The first wave was always the weakest, and yet so did it wrench a patient from their relative tranquility that most immediately cried out in pain. Ada merely gritted her teeth and closed her eyes again, though of course she would not be drifting back to sleep.
Already Mildred had rushed to her side and upped the pain killer dosage, for all the good it would do. She mopped her patient’s brow, held her hand until the contorted grip became too tight. Of course she knew how to handle this situation, but it was nonetheless terrible and heartbreaking to witness. This was her primary reason to be there: to be present with the patient during their worst suffering, so that they need not go through it alone, at the very least. If it truly helped or not it was hard to say, but it was something, and Mildred knew and believed deep in her heart that no one should have to bear such agony in solitude.

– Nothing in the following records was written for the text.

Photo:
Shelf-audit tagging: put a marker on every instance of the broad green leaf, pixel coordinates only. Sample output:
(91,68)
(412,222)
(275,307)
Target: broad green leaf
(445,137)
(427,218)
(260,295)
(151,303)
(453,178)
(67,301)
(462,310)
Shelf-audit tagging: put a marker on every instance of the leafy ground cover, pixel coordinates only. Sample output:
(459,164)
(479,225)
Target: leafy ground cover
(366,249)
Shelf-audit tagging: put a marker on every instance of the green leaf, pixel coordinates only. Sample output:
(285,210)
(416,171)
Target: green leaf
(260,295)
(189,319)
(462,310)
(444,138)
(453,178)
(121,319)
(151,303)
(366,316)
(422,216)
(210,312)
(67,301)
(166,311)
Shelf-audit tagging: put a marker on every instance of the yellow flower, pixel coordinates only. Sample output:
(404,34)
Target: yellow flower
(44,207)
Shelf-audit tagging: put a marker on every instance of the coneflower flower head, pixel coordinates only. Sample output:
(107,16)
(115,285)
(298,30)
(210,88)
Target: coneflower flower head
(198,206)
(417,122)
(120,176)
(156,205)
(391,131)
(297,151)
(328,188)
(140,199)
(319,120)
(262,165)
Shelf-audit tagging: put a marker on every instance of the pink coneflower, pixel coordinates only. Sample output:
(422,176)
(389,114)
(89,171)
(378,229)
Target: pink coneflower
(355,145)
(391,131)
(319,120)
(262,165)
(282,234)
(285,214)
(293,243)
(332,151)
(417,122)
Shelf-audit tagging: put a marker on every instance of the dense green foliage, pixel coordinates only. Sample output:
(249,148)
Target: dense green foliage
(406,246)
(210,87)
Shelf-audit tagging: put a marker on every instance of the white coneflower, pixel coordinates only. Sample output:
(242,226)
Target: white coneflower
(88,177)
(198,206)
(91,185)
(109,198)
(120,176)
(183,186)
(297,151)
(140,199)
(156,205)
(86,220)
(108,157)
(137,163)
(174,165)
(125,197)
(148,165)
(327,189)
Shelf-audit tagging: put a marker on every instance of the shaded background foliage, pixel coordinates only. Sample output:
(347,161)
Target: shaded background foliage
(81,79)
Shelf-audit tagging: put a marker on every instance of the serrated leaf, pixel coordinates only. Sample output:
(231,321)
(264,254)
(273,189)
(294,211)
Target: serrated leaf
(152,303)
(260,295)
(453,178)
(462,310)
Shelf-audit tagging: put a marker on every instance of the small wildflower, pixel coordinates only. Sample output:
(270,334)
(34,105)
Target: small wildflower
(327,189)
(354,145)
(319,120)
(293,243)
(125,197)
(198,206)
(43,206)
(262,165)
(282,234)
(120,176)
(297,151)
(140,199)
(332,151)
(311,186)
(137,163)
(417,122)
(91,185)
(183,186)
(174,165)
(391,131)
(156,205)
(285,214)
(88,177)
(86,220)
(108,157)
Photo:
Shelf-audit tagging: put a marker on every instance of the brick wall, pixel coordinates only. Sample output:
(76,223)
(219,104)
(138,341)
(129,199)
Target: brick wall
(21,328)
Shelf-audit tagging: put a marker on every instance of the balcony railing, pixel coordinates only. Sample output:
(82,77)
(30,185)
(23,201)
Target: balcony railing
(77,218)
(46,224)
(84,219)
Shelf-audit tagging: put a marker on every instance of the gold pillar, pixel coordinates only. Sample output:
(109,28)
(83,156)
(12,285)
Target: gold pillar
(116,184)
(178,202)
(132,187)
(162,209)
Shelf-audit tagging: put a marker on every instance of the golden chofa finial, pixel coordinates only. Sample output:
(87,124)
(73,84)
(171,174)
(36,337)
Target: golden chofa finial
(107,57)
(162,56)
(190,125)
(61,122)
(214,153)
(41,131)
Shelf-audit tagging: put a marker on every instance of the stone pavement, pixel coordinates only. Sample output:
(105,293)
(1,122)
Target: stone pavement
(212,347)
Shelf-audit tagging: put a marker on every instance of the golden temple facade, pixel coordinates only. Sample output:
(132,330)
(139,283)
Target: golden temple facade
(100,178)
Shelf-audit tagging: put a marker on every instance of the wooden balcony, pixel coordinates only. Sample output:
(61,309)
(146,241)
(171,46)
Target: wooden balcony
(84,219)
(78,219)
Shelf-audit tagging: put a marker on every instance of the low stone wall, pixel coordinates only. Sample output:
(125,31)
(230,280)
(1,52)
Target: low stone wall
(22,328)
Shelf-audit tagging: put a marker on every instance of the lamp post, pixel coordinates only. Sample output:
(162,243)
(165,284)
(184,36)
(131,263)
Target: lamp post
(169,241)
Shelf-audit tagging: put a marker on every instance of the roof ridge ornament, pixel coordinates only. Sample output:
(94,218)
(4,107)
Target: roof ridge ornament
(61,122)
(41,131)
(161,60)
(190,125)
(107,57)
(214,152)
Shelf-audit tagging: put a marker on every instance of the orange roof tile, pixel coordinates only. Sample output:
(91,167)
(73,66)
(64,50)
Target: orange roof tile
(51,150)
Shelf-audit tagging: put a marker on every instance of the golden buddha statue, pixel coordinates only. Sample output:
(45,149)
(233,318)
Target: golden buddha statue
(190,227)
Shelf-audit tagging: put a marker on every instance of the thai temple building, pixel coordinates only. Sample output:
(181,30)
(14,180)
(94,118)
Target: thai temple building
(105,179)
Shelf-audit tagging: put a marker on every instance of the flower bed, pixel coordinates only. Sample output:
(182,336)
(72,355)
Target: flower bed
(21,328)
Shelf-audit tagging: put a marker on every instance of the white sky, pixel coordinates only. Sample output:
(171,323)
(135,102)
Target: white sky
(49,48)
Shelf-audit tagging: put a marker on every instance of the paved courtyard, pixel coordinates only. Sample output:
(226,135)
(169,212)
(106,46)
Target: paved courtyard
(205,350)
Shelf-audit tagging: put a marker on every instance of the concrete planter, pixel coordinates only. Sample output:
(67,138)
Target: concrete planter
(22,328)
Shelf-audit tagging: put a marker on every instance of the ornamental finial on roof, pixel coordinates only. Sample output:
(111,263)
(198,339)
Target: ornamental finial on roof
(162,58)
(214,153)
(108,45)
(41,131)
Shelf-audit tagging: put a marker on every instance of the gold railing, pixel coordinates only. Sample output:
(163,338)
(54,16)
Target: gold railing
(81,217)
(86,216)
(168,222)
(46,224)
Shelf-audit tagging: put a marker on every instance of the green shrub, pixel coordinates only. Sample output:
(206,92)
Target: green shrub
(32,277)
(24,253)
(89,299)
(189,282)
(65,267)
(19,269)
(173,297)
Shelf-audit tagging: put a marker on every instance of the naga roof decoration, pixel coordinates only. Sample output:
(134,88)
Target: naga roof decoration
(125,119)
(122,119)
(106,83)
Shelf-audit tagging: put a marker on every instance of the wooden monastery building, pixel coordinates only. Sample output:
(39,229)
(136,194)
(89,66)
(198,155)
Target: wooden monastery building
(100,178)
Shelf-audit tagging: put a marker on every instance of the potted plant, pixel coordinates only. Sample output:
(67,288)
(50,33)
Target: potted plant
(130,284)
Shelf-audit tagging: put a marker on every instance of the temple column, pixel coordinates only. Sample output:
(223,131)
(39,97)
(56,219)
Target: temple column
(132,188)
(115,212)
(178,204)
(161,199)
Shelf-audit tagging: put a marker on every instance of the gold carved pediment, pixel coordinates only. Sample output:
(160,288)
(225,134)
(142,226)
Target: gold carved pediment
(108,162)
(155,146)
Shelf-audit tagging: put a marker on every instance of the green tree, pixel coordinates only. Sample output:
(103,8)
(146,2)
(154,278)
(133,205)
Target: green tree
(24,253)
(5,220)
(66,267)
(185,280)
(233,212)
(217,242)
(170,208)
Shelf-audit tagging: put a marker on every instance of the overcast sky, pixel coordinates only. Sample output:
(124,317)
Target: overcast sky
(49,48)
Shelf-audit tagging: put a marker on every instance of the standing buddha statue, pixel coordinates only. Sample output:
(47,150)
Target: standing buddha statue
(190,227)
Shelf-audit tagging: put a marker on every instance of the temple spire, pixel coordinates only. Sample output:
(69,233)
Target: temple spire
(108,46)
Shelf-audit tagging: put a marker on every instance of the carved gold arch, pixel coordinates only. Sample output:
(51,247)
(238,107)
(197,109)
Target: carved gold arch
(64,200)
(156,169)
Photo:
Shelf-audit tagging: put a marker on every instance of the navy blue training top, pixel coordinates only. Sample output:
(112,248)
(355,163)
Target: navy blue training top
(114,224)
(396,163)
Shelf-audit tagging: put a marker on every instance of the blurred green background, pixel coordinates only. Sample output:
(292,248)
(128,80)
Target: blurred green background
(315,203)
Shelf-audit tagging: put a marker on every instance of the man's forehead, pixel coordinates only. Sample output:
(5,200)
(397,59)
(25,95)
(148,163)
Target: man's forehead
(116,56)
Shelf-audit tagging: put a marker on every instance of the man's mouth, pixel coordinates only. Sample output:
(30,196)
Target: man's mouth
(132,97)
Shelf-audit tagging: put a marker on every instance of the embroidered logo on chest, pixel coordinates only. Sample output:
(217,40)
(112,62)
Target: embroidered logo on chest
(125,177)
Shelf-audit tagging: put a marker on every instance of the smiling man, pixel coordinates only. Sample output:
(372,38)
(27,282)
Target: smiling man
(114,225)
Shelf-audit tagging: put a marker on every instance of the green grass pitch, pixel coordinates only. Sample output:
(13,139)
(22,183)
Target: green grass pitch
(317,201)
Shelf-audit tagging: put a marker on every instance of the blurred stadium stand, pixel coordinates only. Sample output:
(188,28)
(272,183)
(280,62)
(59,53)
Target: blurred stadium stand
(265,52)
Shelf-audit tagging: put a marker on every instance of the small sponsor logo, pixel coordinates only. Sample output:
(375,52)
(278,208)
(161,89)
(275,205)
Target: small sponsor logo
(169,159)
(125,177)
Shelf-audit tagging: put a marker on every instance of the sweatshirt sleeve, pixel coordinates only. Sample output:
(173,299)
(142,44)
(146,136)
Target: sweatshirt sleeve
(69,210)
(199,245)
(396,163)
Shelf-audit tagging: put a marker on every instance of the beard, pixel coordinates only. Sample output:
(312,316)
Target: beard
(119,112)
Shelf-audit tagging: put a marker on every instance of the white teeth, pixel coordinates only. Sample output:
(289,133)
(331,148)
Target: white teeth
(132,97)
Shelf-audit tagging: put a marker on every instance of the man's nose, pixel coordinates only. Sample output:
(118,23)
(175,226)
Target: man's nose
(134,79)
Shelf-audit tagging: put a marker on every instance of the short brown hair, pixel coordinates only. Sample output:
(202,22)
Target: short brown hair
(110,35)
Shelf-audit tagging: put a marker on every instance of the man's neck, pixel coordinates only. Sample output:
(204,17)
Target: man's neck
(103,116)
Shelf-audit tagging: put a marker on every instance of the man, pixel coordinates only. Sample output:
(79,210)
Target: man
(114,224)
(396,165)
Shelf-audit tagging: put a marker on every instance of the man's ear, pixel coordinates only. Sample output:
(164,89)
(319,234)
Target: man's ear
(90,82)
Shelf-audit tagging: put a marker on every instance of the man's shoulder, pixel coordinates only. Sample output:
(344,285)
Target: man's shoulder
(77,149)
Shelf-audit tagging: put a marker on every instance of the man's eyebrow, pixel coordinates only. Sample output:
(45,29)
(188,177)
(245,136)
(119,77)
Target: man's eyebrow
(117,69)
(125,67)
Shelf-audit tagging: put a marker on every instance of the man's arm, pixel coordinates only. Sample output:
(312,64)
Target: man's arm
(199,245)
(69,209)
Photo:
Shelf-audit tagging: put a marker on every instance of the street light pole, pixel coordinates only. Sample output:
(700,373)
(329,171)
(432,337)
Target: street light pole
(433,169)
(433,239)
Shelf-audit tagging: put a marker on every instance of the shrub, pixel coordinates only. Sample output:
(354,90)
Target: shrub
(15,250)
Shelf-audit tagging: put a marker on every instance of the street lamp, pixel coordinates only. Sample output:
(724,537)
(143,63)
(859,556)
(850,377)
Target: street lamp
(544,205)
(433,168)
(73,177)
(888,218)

After a very long moment the pain subsided to a manageable level, and Ada’s muscles decontracted. It was however a very brief reprieve. The second wave passed through, more terrible by far than the first, and she tried again to grit her teeth and bear it. Most patients would now begin to sob and gnash their teeth and plead between labored breaths for relief in whatever form it might take. Ada did gasp, and did begin to whimper, as tears began to form in the corners of her eyes, but she did not cry out, she did not plead, she did not curse the world and everyone in it for her suffering.
An episode would often last nearly five minutes, wave after wave, which, according to reports in the aftermath, felt as though they lasted several hours longer than eternity itself. Midway through, the shrieks and wailing would typically be nearly deafening, though by the end the patient would have so exhausted themself that the force of their cries would be rather lessened, their throats ragged, their lungs clutching for air.
Ada reached the six minute mark, and still she made little more than a whimper and a thick, wet gurgle in her throat. Tears streamed freely down her face now, and her muscles contracted forcefully with each wave. Her face contorted, her back arched, she thrashed almost delicately in her bed. And then it was over.
She panted from exhaustion, sweat and tears drenching her body. Her grip relaxed and she sank lower into the bed. After many seconds had passed, she said in a near whisper: “I think I’ll sleep now.” And sleep she did, and for many, many hours.
Mildred observed her carefully for many minutes, wary of any aftershocks or other complications. She had been so focused on the physical manifestations of Ada’s episode that it was only now after it had ended that Mildred became aware of how unique the situation was. Never had she witnessed or even heard tell of a patient maintaining such a level of what, even under the circumstances, could only be called composure. Beyond that, the six-and-a-half minute long episode was far beyond the norm. Not unheard of, but definitely rare. She really didn’t know what to make of it, but it was consistent with her initial intuition that this was no ordinary patient.